Let there be no confusion about the NHL lockout that is now less than 48 hours from its official launch: This is about cash and who gets more of it.
Just as when a player claims his new contract "isn't about the money," when Donald Fehr says his NHLPA stance is about growing the game, or when commissioner Gary Bettman says the dispute is about ensuring stability for the league, they are -- all of them -- just spinning their side.
It's about the money.
If these sides were purely interested in "growing the game" and maintaining league "stability," they'd have arrived at a deal in the spring. The NHLPA would have begun negotiations before mid-summer. The NHL would have made a halfway reasonable first offer rather than an outright money grab.
Every painful, arduous step this summer has been a "reasonably calculated" -- one of Fehr's favorite phrases -- negotiating tactic designed to get the other side to blink first.
For the owners, Bettman can cite how unanimous his group is, but the reality of their self-imposed gag rule is it exists so that Bettman can provide a front over owners who aren't much interested in helping each other. Bettman can act like revenue sharing is but a minor discussion around a bigger problem. But he knows the league would not be both profitable and filled with several money-losing teams as it is now if the big-market owners had any interest in helping the small-market owners whose losses help make their teams look so damn good.
Better to take from the players than to sort out uncomfortable issues with each other.
For the players, Fehr can feign "surprise" and "disappointment" at the owners' strategy, and he can pretend that because the owners "won" in 2005 they shouldn't request changes now even though the economics have changed over the past seven years, but the reality is Fehr is an experienced negotiating tactician -- one with many work stoppages on his resume -- who knows damn well why the owners want to change a system they agreed to in 2005.
Fehr knows the players wouldn't be so willing to continue under the existing system if it didn't already reward them quite handsomely as salaries escalate while half the league loses money. Fehr knows the owners wouldn't be so interested in a lockout if the players didn't have their own hammer, a pre-playoff strike, available to them if the season began on time.
There is a logical middle ground here, but the two sides are too distrustful of each other's moves -- and too invested in their own gains -- over the last 20 years to seek it.
So now the two sides, headed toward an almost orchestrated lockout both knew was coming, hold their press conferences and frame the above issues in their own self-pitying way.

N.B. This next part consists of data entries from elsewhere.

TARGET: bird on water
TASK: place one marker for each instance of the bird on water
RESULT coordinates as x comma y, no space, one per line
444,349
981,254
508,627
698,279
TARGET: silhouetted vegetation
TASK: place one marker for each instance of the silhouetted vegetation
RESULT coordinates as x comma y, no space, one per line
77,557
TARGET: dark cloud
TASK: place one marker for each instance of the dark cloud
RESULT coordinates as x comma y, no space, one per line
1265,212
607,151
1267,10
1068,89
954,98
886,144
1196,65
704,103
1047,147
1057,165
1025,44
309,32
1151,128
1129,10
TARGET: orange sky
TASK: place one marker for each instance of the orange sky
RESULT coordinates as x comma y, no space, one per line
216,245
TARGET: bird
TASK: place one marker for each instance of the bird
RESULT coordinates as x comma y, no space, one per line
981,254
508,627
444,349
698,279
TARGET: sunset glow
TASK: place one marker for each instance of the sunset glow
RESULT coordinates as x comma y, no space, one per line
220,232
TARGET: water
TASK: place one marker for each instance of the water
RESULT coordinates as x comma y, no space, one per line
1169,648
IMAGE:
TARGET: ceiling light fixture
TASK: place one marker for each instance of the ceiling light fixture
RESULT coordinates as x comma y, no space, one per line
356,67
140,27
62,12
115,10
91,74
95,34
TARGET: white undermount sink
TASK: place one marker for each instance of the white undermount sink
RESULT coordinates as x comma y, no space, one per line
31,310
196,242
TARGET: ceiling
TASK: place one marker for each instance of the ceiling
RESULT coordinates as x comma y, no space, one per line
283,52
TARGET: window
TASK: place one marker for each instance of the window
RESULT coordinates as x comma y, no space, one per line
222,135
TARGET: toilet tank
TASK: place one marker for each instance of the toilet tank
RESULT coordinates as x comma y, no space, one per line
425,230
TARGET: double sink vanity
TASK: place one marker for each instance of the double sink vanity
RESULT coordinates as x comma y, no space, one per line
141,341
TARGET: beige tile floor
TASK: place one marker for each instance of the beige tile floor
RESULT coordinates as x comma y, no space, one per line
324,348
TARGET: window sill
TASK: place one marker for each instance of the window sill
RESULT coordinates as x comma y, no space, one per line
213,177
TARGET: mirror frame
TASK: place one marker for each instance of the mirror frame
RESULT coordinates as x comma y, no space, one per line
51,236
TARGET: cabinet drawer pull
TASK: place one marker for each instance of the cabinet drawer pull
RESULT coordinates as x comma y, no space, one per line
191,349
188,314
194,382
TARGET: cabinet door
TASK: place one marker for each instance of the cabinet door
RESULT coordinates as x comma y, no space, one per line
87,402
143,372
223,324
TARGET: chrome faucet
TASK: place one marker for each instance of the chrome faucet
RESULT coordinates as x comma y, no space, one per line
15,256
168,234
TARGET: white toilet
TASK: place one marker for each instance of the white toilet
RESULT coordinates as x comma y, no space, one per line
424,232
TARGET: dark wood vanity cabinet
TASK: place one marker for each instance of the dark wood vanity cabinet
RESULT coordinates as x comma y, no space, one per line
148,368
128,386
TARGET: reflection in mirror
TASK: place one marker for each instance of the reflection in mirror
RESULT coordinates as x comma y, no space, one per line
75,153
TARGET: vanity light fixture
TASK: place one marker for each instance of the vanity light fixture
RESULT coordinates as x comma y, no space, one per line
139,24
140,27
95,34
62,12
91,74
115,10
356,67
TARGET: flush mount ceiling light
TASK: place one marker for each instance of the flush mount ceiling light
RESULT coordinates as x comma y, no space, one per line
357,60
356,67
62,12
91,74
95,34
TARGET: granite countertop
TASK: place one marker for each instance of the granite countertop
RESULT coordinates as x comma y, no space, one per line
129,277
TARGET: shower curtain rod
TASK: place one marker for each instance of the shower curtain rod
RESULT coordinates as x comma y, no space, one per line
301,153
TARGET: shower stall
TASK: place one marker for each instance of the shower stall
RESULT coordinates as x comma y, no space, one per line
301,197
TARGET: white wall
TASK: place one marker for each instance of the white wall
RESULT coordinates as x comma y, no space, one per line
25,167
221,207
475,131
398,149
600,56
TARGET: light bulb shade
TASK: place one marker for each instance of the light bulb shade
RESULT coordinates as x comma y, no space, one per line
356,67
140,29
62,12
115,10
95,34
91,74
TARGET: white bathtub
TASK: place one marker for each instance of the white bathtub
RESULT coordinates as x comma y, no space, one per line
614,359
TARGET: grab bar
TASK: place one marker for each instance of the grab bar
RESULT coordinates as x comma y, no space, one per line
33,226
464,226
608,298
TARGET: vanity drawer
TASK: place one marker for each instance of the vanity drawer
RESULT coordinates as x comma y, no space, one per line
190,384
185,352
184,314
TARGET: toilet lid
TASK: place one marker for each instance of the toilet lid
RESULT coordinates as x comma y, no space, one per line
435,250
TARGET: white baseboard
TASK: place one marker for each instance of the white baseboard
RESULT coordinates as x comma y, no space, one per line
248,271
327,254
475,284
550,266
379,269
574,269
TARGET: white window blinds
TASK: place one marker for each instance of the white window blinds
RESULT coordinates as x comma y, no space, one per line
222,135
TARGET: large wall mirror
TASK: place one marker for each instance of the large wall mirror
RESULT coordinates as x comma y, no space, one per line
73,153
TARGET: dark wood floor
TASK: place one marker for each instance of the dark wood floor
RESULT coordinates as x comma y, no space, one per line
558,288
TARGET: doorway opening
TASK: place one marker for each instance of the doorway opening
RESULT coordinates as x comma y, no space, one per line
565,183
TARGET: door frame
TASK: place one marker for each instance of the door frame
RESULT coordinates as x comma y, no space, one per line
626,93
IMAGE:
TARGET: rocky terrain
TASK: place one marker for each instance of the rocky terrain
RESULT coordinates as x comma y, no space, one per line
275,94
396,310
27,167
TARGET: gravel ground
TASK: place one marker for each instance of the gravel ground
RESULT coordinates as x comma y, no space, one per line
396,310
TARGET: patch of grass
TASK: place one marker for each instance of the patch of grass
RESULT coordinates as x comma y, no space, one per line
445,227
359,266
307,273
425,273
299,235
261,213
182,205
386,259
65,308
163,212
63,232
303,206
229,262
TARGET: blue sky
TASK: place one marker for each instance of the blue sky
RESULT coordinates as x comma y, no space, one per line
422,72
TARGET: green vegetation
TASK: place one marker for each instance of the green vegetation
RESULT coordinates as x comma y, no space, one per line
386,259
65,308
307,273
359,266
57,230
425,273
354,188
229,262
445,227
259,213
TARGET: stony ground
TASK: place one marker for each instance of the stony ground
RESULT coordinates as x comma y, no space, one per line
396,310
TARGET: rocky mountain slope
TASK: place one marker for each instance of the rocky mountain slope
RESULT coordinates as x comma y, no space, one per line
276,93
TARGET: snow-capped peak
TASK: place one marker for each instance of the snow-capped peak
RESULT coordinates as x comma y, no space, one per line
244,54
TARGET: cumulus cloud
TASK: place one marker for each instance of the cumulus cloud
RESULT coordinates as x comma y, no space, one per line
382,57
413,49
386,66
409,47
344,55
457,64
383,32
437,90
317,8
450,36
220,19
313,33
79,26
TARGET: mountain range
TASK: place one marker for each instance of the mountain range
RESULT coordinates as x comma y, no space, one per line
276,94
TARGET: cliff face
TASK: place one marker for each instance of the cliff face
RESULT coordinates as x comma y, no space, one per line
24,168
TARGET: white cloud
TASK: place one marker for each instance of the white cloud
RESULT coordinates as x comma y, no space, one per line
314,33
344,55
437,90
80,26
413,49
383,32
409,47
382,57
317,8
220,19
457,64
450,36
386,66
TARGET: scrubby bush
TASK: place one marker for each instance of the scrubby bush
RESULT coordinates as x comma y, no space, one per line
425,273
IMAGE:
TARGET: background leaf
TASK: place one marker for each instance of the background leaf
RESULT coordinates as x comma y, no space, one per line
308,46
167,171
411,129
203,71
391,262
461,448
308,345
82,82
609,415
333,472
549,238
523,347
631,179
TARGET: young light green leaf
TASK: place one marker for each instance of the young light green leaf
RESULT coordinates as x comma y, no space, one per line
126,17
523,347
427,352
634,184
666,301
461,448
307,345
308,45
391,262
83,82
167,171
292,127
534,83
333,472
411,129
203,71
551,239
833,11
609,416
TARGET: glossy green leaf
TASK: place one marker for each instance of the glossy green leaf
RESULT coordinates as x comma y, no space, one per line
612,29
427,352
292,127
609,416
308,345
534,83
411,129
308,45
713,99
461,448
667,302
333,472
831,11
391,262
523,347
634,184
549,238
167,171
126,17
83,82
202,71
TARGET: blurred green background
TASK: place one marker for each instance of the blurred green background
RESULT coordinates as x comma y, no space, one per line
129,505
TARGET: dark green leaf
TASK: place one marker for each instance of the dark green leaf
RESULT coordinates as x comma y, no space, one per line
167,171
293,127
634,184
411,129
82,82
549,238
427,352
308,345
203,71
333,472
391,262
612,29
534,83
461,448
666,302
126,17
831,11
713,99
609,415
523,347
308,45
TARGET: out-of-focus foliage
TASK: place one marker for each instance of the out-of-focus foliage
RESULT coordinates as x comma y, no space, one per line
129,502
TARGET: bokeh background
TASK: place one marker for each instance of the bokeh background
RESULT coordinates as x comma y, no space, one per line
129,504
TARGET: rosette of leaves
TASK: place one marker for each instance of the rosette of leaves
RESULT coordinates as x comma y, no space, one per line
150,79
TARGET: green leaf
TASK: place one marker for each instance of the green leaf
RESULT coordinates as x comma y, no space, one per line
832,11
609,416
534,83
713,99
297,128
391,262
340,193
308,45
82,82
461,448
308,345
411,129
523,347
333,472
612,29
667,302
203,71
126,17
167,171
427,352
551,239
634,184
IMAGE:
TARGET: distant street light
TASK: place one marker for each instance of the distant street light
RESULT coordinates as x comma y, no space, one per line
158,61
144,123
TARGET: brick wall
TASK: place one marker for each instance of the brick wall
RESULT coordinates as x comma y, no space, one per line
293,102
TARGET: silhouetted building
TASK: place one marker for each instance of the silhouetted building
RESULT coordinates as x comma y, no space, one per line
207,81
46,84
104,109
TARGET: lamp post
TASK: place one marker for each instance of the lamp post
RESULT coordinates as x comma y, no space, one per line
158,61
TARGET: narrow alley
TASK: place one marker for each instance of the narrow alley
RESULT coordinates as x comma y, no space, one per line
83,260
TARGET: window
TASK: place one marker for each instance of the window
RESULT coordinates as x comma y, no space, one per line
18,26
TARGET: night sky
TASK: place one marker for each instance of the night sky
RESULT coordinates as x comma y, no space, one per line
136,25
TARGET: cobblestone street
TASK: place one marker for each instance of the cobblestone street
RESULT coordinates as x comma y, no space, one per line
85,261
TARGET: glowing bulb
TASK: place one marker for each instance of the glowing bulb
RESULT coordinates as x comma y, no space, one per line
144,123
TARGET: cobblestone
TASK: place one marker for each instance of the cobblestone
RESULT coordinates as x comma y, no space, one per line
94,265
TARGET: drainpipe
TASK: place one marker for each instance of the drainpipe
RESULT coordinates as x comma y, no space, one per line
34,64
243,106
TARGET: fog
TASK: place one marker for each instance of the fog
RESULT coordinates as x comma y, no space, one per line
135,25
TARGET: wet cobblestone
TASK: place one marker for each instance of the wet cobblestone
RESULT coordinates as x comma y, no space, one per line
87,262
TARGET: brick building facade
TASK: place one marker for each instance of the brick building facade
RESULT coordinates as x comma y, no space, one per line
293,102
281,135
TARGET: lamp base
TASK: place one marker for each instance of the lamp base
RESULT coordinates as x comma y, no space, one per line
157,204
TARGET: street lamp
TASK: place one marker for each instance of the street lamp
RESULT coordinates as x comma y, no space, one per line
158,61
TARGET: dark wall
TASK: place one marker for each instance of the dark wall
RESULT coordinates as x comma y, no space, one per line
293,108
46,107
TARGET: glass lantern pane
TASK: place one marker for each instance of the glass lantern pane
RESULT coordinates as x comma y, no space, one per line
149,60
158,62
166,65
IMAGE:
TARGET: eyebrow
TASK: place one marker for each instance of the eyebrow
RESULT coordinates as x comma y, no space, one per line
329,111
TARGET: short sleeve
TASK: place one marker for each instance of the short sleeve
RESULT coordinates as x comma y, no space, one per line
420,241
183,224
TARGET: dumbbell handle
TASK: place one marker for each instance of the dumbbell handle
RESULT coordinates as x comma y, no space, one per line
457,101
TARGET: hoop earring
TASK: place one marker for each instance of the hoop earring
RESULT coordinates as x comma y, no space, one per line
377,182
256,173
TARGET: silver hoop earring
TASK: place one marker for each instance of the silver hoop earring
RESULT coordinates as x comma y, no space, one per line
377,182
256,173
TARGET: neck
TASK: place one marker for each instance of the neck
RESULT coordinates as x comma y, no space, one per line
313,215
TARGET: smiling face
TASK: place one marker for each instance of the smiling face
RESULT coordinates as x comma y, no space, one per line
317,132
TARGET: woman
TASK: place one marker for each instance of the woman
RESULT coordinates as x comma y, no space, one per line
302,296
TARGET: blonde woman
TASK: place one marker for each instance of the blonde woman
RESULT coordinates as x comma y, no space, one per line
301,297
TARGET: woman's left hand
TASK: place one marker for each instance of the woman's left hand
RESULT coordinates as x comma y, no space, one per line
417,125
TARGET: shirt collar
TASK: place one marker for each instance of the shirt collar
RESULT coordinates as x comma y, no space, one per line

Fehr gave a dour, almost eulogizing 25-minute press conference where he asked reporters to see things his way as if he were a cherub sent to save the league from itself. He was flanked by players to show just how united these average joes (heh) in flip-flops are.
Bettman gave his standard labor catastrophe speech, mourning another stoppage in his sport by saying, "This is very hard and I feel terrible about it." Which is certainly true, but no one will empathize because everyone knows why it's so hard. His only PR mistake Thursday was to describe the current CBA in a self-effacing way that plays well live but looks horrible in print: "We made what we thought was a fair deal ... It actually turned out to be more fair than perhaps it should have been."
Yes, the name of the game here isn't "fair." There is no "fair" here. There is only money.